Being inherently embarrassingly parallel in nature, ensemble computing presents opportunities for improving the sampling of system states by staging thousands of system replicas to run in parallel. However extracting meaningful information from the vast amount of this trajectory data is not an easy task. Markov State Models (MSM) generate  kinetic
models based on collected large-scale simulation data. They can  help greatly in understanding the evolution of investigated system while allowing to reach timescales larger than those of the individual simulation runs.


Ali Gholami

Title: Security of the Biobank Cloud


Recent improvements in the cost and throughput of DNA sequencing machines have caused a mismatch between the increasing rate at which they can generate genome data and the ability of existing tools and computational infrastructure to both store and analyze this data.
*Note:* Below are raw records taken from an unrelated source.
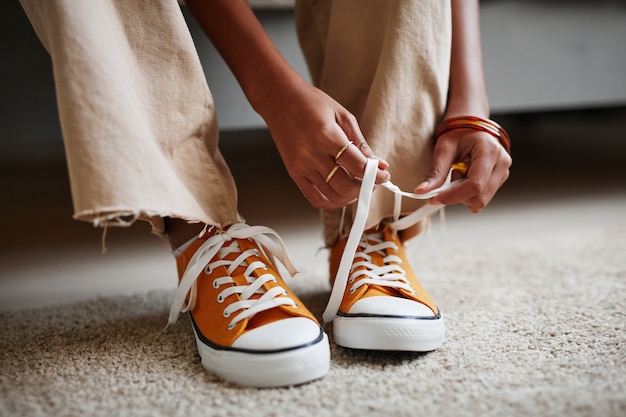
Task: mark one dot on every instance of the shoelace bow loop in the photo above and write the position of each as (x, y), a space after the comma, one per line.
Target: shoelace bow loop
(358, 227)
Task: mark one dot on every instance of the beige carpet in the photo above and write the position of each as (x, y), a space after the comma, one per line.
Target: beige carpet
(535, 328)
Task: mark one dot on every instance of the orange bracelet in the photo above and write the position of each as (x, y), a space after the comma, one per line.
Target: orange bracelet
(478, 123)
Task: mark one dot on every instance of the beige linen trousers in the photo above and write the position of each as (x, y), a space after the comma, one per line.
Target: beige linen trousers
(138, 119)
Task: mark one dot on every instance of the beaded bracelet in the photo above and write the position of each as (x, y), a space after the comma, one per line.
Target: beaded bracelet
(478, 123)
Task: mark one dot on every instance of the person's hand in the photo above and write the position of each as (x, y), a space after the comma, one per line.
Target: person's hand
(488, 168)
(310, 129)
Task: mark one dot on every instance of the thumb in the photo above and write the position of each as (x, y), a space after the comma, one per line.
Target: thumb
(350, 127)
(439, 169)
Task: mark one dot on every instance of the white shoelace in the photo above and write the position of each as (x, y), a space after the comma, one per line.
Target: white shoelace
(391, 274)
(224, 244)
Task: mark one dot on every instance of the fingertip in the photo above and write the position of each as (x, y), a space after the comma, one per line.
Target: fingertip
(421, 187)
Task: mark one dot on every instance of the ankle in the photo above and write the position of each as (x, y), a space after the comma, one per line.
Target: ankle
(179, 231)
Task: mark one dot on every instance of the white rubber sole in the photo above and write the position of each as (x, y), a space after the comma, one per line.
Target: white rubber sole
(265, 370)
(384, 333)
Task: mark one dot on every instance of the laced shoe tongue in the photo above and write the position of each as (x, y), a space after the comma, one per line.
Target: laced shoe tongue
(263, 317)
(378, 259)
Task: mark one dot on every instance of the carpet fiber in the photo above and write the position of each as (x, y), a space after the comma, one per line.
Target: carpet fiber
(533, 328)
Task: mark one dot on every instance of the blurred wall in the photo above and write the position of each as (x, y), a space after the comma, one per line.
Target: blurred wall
(539, 55)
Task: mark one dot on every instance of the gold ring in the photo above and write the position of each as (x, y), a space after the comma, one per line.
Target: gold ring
(332, 172)
(342, 150)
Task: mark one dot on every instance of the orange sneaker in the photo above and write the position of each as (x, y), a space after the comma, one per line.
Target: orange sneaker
(384, 306)
(250, 328)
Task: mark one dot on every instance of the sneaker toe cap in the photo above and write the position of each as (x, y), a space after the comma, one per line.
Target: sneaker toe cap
(282, 334)
(390, 306)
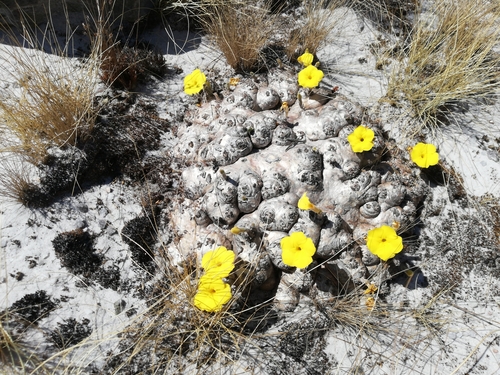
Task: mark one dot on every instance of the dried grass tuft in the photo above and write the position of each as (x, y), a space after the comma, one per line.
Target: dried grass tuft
(240, 30)
(451, 57)
(314, 30)
(50, 97)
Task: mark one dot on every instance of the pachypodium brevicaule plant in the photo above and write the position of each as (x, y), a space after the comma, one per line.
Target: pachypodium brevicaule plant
(305, 204)
(213, 293)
Biobank Cloud as a new project in context of 7FP aims to address shortage of storage and computational resources through cloud computing service models. However, EU directives on data protection hinder users and organizations to exploit capabilities of cloud computing. In this seminar, we present the Biobank Cloud security concerns and factors that need to be addressed at both interface and internal level. In addition, we discuss authentication, authorization and  auditing mechanisms that are proven in large scale distributed systems.